Automated metrics calculation in a dynamic heterogeneous environment
This addresses the problem of scaling experimentation for various teams at Microsoft, but it is incremental as it builds on existing industry practices.
The paper tackles the challenge of providing a single platform for software experimentation in a highly heterogeneous and evolving ecosystem at Microsoft, resulting in a system that supports diverse products, compute fabrics, and user personas to democratize metric definition and analysis.
A consistent theme in software experimentation at Microsoft has been solving problems of experimentation at scale for a diverse set of products. Running experiments at scale (i.e., many experiments on many users) has become state of the art across the industry. However, providing a single platform that allows software experimentation in a highly heterogenous and constantly evolving ecosystem remains a challenge. In our case, heterogeneity spans multiple dimensions. First, we need to support experimentation for many types of products: websites, search engines, mobile apps, operating systems, cloud services and others. Second, due to the diversity of the products and teams using our platform, it needs to be flexible enough to analyze data in multiple compute fabrics (e.g.
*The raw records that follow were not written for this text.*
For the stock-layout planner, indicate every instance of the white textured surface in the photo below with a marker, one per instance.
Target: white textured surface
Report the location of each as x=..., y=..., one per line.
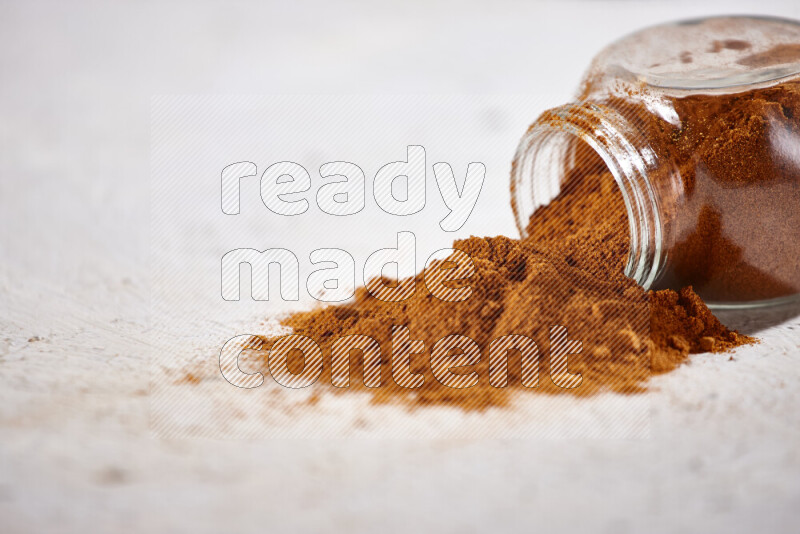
x=76, y=454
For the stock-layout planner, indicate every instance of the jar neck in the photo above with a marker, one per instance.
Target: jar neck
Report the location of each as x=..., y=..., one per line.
x=542, y=157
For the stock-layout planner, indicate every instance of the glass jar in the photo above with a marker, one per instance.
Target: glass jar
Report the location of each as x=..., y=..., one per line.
x=699, y=124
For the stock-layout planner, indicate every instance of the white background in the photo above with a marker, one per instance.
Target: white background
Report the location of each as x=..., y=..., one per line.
x=76, y=453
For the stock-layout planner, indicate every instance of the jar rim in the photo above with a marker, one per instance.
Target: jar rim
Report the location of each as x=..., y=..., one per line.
x=537, y=171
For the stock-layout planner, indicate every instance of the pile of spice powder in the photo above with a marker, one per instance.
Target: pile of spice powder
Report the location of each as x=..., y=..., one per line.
x=567, y=272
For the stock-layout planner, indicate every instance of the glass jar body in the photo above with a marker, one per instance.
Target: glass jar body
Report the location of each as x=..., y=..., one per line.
x=707, y=158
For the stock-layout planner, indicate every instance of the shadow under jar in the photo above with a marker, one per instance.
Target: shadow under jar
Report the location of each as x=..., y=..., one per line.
x=699, y=124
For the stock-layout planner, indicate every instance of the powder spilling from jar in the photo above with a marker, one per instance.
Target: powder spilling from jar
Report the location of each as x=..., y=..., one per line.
x=567, y=273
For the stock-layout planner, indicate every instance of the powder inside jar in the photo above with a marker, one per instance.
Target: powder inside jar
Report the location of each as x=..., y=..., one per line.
x=569, y=271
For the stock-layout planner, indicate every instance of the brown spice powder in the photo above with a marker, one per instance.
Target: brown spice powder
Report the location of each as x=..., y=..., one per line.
x=568, y=272
x=733, y=222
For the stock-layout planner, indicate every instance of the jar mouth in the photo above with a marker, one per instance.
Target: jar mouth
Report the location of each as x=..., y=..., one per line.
x=539, y=167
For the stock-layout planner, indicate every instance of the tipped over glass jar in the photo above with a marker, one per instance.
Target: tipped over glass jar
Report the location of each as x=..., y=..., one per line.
x=699, y=124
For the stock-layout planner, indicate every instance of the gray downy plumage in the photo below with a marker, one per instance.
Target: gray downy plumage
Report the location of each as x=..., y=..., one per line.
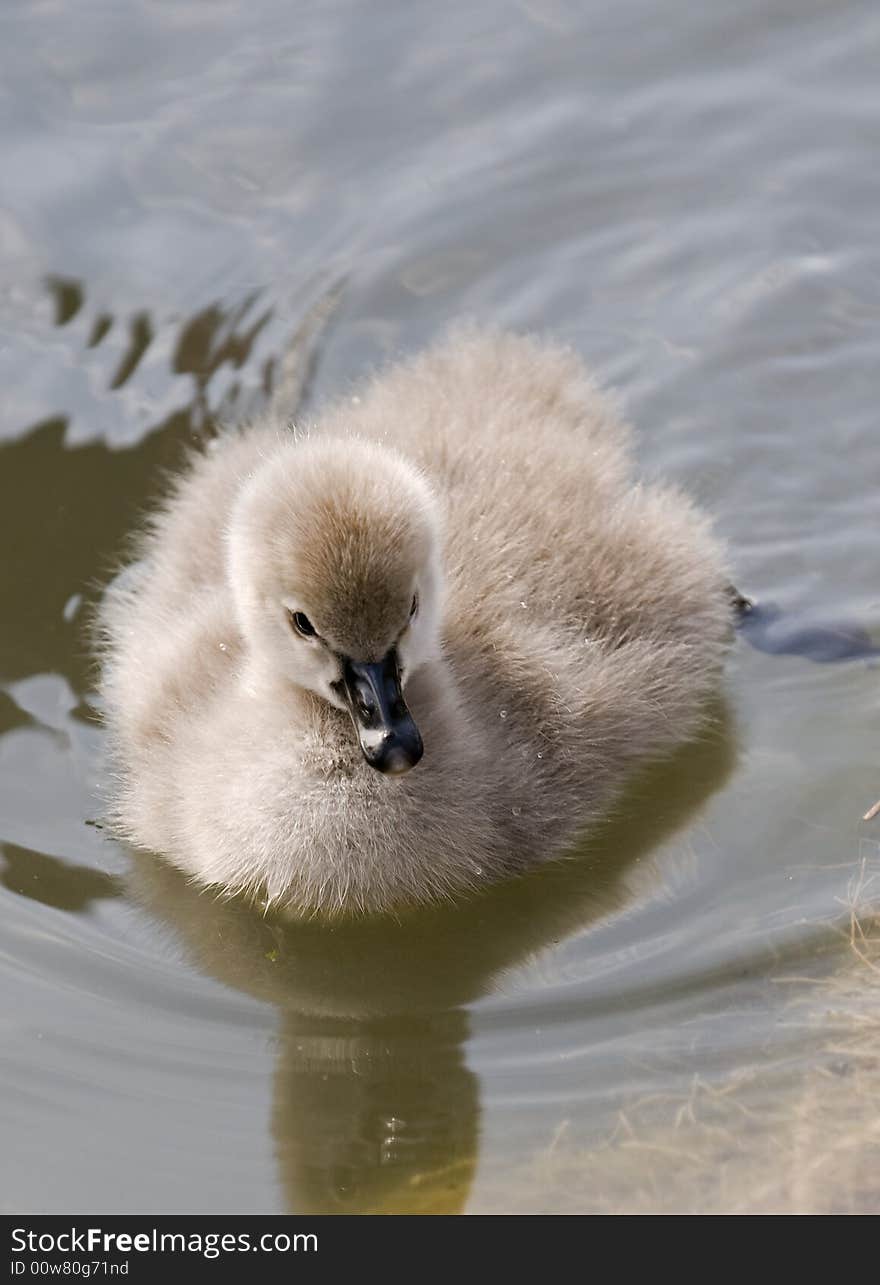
x=470, y=522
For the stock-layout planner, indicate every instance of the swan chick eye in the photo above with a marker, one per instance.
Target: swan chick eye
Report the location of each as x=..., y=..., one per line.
x=302, y=625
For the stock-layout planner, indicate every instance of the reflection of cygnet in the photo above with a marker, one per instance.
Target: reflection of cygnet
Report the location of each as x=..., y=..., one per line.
x=414, y=650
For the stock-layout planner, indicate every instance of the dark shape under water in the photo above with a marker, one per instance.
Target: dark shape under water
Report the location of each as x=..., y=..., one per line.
x=770, y=629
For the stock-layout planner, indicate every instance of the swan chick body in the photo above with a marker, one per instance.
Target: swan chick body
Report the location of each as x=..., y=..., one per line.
x=414, y=650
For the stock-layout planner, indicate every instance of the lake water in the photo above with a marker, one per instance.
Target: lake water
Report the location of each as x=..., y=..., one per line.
x=689, y=194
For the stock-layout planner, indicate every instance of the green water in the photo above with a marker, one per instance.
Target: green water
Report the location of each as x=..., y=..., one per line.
x=689, y=194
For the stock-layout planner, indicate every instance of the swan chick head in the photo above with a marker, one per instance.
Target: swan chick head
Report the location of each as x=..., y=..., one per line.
x=334, y=564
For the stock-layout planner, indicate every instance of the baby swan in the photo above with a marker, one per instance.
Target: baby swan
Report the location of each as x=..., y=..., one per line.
x=415, y=650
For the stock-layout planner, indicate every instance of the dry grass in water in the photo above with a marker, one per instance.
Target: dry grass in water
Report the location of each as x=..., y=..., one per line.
x=797, y=1134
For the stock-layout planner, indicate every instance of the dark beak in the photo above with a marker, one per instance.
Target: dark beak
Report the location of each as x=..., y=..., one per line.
x=384, y=726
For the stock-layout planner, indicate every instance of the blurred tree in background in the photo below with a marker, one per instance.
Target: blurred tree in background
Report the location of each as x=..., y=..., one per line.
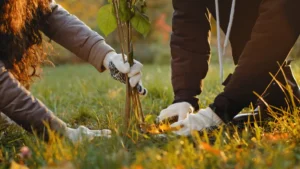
x=151, y=49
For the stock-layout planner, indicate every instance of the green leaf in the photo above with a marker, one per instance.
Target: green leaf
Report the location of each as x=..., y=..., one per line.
x=107, y=22
x=140, y=23
x=150, y=119
x=124, y=11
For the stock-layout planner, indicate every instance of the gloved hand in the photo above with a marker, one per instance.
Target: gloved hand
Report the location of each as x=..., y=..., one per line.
x=118, y=70
x=181, y=110
x=205, y=118
x=76, y=135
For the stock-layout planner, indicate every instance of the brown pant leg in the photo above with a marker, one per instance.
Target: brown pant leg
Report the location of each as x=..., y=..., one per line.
x=271, y=40
x=189, y=49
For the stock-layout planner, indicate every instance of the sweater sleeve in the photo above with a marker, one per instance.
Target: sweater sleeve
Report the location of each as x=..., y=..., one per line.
x=20, y=106
x=68, y=31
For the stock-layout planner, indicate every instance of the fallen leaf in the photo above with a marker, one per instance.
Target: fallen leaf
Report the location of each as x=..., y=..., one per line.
x=15, y=165
x=63, y=165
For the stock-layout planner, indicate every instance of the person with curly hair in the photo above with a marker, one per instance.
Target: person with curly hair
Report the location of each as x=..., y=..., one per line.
x=22, y=52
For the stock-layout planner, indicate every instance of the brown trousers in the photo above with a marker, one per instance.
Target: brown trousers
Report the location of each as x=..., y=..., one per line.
x=261, y=37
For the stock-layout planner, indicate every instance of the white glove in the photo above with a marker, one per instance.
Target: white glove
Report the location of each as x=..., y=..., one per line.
x=181, y=110
x=205, y=118
x=115, y=64
x=76, y=135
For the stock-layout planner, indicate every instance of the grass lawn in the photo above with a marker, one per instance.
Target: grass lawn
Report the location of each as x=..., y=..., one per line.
x=81, y=96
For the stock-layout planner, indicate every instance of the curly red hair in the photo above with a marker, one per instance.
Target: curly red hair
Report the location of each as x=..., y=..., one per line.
x=21, y=42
Spark, Azure Data Explorer), with a way to easily add support for new fabrics if needed. Third, one of the main factors in facilitating growth of experimentation culture in an organization is to democratize metric definition and analysis processes. To achieve that, our system needs to be simple enough to be used not only by data scientists, but also engineers, product managers and sales teams. Finally, different personas might need to use the platform for different types of analyses, e.g. dashboards or experiment analysis, and the platform should be flexible enough to accommodate that. This paper presents our solution to the problems of heterogeneity listed above.